Je viens de lire un billet sur le blog de Cynthia Jaynes Omololu, auteur d'un premier roman, Dirty Little Secrets, dans lequel elle se demande pourquoi certains adultes ont honte d'avouer avoir aimé son livre. Elle revient alors sur sa propre adolescence, dans les années 80, où elle avait le choix de lire Judy Blume ou Virginia C. Andrews, avant de piocher directement dans la case "romans adultes".
Aujourd'hui le choix est plus vaste ! Les ados ont incroyablement de chance. Mais pas seulement.
Today's YA books are honest, brutal, funny, fast-paced and romantic. We don't spend three pages talking about the wind whispering through the trees. We don't have time. Our readers want to jump into a story, have it envelop them and live through the characters until they close the last page. Books like TWILIGHT and THE LOVELY BONES have given many adults their first taste of YA writing, and I'm hearing that many of them want more.

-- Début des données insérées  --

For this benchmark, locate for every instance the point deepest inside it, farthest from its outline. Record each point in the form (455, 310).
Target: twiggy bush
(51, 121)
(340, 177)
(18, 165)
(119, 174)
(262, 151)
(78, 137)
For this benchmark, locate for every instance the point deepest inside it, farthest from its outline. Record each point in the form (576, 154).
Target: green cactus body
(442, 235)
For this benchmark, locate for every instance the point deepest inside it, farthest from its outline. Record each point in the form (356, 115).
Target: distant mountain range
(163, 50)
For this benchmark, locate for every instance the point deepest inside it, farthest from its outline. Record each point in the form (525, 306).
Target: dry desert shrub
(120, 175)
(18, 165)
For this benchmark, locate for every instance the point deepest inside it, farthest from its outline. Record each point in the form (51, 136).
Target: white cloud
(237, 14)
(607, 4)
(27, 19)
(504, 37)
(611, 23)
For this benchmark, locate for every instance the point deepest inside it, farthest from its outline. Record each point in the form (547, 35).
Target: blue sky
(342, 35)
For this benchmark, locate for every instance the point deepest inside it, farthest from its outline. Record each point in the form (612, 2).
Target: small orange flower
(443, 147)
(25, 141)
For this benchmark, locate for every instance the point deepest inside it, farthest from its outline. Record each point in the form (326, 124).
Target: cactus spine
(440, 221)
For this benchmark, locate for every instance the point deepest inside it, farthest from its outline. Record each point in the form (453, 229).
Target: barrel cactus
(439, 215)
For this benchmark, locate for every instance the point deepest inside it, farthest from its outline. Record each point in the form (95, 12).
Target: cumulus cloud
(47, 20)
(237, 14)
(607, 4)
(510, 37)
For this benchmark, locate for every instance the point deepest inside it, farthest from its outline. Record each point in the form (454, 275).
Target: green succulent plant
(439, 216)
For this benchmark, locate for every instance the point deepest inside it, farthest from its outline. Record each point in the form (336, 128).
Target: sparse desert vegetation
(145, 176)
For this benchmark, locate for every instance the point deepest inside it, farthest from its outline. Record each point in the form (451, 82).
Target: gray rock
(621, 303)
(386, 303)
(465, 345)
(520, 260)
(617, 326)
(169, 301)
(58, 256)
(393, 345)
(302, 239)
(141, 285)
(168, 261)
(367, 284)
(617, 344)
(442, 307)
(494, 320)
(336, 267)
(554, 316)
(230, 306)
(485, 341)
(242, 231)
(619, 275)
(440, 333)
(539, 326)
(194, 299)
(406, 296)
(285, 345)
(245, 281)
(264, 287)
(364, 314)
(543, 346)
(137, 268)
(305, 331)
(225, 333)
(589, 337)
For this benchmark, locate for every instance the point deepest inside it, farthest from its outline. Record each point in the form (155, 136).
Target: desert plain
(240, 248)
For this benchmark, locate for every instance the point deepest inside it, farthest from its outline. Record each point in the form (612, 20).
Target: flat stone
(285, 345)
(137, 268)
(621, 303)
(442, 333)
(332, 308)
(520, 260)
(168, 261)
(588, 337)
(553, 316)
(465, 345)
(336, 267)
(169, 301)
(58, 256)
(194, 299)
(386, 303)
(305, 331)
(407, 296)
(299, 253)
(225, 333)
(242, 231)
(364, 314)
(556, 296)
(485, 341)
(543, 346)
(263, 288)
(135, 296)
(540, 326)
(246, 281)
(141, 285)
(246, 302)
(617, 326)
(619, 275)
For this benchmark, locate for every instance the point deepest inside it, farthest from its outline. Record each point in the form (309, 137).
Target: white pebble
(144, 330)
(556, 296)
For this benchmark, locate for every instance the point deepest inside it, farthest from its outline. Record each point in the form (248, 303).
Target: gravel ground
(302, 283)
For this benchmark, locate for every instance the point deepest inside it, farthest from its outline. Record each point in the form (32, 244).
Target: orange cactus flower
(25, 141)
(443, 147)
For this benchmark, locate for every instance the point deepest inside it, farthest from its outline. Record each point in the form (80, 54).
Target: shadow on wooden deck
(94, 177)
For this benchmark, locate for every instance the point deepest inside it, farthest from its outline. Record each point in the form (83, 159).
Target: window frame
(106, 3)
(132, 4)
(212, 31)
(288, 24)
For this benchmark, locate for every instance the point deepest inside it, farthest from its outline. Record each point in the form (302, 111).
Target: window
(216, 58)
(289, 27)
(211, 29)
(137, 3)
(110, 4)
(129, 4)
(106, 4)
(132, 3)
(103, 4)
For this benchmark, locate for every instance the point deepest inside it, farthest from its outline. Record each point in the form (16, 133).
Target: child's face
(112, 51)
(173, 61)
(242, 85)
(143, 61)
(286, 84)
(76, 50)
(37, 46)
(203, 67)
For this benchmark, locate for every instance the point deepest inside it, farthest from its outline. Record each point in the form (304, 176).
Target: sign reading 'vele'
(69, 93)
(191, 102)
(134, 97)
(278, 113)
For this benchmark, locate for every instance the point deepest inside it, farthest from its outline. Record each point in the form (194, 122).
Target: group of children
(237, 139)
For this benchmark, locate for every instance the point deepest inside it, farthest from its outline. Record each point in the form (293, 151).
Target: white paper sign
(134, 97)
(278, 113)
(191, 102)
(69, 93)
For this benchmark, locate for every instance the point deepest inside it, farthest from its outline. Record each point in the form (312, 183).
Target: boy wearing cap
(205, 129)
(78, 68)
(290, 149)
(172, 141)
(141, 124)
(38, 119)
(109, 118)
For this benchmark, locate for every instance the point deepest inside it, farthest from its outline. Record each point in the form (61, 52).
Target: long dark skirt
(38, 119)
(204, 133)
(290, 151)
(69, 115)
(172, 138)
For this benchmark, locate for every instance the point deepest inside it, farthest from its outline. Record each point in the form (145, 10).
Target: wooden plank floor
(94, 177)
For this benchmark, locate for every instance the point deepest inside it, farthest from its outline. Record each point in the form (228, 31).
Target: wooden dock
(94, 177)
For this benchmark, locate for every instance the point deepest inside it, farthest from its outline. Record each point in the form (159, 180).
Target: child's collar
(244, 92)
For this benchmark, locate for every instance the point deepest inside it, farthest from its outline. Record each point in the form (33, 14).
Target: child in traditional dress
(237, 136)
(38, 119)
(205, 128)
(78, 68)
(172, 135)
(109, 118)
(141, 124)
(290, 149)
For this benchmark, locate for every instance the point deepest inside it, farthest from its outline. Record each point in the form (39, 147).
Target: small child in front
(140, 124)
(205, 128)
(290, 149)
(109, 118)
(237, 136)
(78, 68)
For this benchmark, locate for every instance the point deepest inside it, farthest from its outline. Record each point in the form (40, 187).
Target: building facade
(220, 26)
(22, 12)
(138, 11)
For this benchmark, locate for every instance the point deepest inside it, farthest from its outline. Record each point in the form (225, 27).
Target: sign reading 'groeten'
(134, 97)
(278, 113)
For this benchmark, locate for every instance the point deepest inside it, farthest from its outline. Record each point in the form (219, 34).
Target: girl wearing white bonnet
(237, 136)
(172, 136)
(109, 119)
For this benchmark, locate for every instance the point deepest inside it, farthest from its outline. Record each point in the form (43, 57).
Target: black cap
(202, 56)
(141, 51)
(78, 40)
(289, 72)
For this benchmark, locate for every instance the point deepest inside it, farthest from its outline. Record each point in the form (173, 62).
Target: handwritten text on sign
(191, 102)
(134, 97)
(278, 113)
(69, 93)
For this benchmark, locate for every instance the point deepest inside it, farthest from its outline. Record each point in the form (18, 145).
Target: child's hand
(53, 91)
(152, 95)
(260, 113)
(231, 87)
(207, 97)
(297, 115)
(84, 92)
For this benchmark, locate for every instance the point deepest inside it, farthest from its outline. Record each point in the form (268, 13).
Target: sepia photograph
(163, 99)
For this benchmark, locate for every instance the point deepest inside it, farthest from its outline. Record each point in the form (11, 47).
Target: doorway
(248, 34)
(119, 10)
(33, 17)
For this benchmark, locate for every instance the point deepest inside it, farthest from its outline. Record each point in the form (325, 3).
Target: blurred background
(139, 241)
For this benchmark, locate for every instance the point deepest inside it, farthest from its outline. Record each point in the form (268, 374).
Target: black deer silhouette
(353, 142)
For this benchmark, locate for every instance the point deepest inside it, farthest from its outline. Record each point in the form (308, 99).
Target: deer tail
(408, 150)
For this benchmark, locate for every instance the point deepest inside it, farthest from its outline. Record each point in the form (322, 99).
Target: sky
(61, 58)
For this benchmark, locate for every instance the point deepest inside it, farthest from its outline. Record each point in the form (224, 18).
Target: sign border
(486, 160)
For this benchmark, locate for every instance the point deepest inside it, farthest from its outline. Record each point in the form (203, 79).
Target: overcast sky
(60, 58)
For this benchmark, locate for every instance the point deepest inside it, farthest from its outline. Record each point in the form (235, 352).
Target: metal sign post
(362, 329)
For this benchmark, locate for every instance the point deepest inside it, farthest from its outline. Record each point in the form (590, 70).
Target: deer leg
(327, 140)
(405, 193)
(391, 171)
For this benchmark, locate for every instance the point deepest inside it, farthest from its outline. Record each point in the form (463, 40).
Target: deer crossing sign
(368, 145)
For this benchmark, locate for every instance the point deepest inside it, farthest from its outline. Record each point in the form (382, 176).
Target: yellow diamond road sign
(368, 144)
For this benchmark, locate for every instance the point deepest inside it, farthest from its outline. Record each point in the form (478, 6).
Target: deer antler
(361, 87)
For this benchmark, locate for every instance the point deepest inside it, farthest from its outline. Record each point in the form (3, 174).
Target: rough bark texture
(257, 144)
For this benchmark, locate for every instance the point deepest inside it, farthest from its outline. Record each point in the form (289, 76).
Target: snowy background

While I adore my teen audience, I hope that many adults read DLS too. I think there is just as much in the story for them as there is for teens. That's what my readers are telling me, albeit in hushed tones. The next time you're in a bookstore, wander over to the Teen or Young Adult section. Take a look at the beautiful covers and read some of the flaps. Steady yourself, because you'll probably be surprised at how many of them you want to read.
C'est un sujet qui a été beaucoup abordé ces derniers jours dans les blogs des auteurs américains. Pourquoi, comment... la littérature "jeunesse".
Maggie Stiefvater a ajouté son couplet.
Sa réflexion vient de remarques lues au cours d'un débat sur un autre blog, où un intervenant faisait la remarque que la production actuelle était pauvre, de qualité médiocre, comparée à The Secret Garden ou Ann of Green Gables.
I have two things to say to that.
1) Stop being nostalgic, it's ruining your camera lens.
2) Yes, those books are great. They are also classics, which means that they are the select few which have survived the test of time. Shockingly, there are countless other novels published at the same time as these classics that you have never heard of. Why? Because they were not timeless beauties. Are we really comparing every YA novel published today against the Audrey Hepburns of the children's book world?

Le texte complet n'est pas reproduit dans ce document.